Dairy-Free Mushroom Risotto

mushroom risotto

I made this mushroom risotto the night it snowed in Austin... which doesn't happen very often.

Risotto doesn't happen very often around here either so it felt fitting...

The last time I made risotto I remember being in our little kitchen in our condo. Long before kids, newly married, sipping a glass of wine, leisurely stirring, probably dancing... when I used to cook "for fun."

This is definitely not a meal that I'd plan to cook on a Wednesday when you just want to get dinner on the table.

This is more of a weekend, I got nothing but time, sort of venture in the kitchen.

Hard as these last several months have been living in a pandemic, that's one of those silver linings I've found. It's gotten me to slow down a little bit and do things - make things - like this...

BTW, like all my recipes (minus that last risotto) this is a dairy-free and much simplified version of mushroom risotto. Of course you can always add your own butter and cheese but you won't see them here... you've been warned. 😉

mushrooms
photo by: Christine Siracusa

OK, so I've been sorta obsessed with mushrooms lately (if you couldn't already tell from this one) and have been putting them in and on everything...

The way this mushroom risotto turned out reminds me of the mushroom rice we used to have when we were kids. You know those Uncle Ben's rice boxes that came in different flavors?

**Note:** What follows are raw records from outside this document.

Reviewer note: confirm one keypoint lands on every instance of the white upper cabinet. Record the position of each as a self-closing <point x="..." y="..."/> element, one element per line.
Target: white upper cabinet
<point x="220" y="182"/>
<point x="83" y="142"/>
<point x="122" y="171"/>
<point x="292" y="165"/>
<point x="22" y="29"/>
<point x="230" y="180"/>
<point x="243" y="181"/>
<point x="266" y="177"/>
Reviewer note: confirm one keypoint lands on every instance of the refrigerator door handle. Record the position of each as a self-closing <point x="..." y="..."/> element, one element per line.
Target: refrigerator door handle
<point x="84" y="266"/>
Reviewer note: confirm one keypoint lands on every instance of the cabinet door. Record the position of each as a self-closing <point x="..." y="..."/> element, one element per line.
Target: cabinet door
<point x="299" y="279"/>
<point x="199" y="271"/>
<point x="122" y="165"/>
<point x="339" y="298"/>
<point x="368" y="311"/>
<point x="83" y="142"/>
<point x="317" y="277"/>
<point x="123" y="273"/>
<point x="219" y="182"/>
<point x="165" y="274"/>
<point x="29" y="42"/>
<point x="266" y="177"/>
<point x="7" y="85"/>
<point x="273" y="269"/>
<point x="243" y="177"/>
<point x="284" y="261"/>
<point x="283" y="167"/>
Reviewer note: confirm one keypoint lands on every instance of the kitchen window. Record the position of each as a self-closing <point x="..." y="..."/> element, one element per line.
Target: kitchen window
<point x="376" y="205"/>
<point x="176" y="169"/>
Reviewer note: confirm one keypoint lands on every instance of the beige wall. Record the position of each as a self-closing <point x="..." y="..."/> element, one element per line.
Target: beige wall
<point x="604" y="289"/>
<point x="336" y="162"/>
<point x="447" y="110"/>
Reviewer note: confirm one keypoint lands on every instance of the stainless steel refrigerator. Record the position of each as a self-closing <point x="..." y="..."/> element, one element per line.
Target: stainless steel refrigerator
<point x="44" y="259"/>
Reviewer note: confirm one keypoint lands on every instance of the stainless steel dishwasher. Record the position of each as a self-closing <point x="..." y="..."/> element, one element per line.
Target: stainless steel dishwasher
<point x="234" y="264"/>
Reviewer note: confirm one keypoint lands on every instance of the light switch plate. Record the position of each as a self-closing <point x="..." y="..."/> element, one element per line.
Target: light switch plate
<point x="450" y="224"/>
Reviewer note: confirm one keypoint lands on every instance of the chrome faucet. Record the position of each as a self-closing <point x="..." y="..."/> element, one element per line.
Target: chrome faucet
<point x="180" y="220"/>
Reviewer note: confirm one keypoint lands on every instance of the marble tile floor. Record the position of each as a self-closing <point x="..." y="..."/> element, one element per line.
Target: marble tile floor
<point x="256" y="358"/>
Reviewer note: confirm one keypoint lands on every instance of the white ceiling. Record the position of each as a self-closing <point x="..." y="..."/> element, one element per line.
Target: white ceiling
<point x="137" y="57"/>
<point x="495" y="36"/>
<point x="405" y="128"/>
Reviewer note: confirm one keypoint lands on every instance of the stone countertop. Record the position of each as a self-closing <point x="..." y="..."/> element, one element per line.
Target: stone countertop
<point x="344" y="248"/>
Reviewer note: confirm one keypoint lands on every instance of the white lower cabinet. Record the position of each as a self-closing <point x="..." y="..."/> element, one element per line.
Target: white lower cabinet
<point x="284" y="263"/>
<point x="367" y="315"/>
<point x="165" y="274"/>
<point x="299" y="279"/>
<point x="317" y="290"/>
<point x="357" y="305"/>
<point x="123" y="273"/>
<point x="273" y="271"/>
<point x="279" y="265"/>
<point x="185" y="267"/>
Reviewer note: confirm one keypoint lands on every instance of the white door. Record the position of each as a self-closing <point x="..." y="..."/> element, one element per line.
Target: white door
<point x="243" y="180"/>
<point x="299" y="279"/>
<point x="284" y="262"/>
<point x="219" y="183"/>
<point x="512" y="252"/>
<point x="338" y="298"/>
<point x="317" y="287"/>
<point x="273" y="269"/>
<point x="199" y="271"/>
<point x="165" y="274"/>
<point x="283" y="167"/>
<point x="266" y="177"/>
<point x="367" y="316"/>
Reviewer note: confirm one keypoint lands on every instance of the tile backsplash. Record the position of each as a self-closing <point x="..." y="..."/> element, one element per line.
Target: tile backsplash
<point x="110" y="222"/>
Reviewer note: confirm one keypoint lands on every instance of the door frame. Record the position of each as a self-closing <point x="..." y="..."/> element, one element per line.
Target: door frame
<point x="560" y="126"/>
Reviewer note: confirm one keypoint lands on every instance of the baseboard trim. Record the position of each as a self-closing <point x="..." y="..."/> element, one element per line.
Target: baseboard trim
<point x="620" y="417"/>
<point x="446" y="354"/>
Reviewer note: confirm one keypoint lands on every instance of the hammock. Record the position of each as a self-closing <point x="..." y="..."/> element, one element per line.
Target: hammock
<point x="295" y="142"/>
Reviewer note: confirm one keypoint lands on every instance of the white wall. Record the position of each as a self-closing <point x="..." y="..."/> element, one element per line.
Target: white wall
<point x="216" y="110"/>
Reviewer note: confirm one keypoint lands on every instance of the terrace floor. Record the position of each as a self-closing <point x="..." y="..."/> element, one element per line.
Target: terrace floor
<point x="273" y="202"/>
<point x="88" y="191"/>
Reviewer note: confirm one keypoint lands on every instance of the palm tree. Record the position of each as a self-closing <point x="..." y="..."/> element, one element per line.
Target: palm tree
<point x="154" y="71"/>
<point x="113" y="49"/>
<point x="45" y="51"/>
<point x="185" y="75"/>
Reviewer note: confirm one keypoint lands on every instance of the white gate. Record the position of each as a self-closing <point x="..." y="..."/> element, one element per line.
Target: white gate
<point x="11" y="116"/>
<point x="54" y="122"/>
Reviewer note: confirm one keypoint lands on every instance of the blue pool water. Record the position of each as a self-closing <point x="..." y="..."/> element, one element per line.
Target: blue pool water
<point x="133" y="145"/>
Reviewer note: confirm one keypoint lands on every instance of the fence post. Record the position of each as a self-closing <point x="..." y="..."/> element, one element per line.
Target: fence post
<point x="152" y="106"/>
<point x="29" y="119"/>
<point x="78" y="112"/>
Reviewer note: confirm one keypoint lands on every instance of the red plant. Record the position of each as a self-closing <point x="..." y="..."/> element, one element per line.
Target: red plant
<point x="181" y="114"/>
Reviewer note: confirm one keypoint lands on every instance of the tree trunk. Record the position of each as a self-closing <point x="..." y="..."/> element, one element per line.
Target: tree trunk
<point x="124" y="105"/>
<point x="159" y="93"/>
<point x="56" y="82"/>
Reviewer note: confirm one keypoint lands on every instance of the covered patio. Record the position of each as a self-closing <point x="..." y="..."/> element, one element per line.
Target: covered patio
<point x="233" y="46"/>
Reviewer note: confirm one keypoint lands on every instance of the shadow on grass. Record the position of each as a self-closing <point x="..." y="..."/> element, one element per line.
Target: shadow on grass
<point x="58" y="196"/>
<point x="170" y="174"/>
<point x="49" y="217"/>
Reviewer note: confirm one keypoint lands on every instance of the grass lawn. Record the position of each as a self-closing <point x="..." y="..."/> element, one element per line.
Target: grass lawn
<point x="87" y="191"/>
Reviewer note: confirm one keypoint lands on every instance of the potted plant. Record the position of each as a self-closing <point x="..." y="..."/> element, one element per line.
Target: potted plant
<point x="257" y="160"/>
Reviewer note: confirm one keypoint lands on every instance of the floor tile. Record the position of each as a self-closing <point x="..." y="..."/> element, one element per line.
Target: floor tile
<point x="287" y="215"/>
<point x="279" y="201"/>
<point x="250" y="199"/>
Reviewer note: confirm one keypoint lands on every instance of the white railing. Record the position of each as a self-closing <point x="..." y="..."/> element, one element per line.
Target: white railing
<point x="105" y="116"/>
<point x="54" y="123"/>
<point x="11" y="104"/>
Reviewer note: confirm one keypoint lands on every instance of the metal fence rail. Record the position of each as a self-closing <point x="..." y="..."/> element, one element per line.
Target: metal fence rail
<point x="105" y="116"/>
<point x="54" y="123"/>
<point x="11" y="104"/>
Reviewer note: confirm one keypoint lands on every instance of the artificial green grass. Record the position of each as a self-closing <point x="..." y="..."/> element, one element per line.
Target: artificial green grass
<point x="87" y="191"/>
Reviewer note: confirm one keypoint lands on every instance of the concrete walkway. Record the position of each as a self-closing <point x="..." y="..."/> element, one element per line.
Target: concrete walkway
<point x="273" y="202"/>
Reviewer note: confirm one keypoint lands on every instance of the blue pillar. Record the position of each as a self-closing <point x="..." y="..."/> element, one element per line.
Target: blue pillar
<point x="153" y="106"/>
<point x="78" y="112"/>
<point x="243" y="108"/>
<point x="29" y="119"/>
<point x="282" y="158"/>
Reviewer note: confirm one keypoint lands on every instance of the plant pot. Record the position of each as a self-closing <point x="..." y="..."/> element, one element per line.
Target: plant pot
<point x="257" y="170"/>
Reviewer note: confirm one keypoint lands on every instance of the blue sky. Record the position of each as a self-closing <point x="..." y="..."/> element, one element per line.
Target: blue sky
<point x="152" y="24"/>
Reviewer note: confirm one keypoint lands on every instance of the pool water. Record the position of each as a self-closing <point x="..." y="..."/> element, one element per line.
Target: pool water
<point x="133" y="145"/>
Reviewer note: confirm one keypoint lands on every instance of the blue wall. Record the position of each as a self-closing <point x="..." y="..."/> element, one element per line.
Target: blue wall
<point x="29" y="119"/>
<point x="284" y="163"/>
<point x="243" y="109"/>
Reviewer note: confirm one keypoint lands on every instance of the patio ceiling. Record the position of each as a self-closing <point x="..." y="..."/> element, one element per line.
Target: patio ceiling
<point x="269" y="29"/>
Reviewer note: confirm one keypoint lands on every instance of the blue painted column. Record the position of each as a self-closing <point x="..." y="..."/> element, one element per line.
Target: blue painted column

I loved the mushroom one... which was odd because if I saw a mushroom when I was a kid, apparently I burst into tears.

Next time I make this I'll probably make it a side instead of a main like we did on that snowy night. In the moment it was perfect to satisfy that craving for warm comfort food. So if that's what you're in for - go for it.

This would also go great alongside some lemon chicken and a fresh salad or simple green veggies like broccoli.

The mushroom risotto is so flavorful you don't need mush else so can keep it simple.

Benefits of Mushrooms

I'm not sure exactly what turned me on to mushrooms, but now they're a regular staple of my grocery list.

With some dark leafy greens and a little onion, you've got one of the quickest and healthiest weeknight meals you can make.

Mushrooms are one of the most powerful healing foods on the planet.

They're a staple of Chinese medicine and have been used for thousands of years to treat everything from viruses to tumors.

There are more than 200 varieties used medicinally with different powers and properties. But even the most common of mushrooms will do your body good.

Generally, mushrooms are natural immune boosters and also work in the body to help regulate inflammation.

I'm talking about the kind of inflammation that can exist and linger at low levels in the body and contribute to all sorts of diseases, like heart disease and Alzheimer's.

Mushrooms are aromatase inhibitors which means they help balance the level of estrogen in the body, essentially helping to prevent certain estrogen-related cancers, like breast cancer.

In the world we live in today, where we come into contact with estrogens regularly from plastic bottles and containers, and added soy in so many foods, mushrooms work to block it.

They're also high in vitamins and minerals that are critical to cell and immune function - selenium, riboflavin, niacin, potassium, phosphorus, zinc and manganese.

Superpowers aside, mushrooms are incredibly flavorful and add a richness to whatever it is that you're cooking - like this risotto.

mushroom risotto

Mushroom Risotto

Mushroom Risotto
 
Prep time
Cook time
Total time
 
Author:
Recipe type: risotto
Cuisine: Italian
Serves: 6
Ingredients
  • 2 tbsp extra-virgin olive oil
  • 20 oz mushrooms, chopped (I like using portobellos or baby bellas, can use any type you like)
  • 1 shallot, diced
  • 1 clove garlic, minced
  • 1 cup arborio rice (or white rice)
  • 4-6 cups vegetable or chicken broth
  • sea salt
  • black pepper
Instructions
  1. Put broth in a sauce pan and heat until hot.
  2. In a large skillet, heat 1 tbsp oil over medium heat and add mushrooms, cook until most of their juices have cooked off (about 10 minutes) and they've shrunken down quite a bit. Transfer from pan to bowl and set aside.
  3. Heat another 1 tbsp oil over medium heat and add shallot. Cook about 3-5 minutes until translucent. Add garlic and cook another minute. Add rice and cook a few minutes until starting to brown. Add ½-1 cup of broth and stir while it absorbs. When it's absorbed, add another ½-1 cup and stir while absorbs. Continue adding broth a little at a time while rice absorbs the liquid, story continuously.
  4. When done, season with salt and pepper and serve.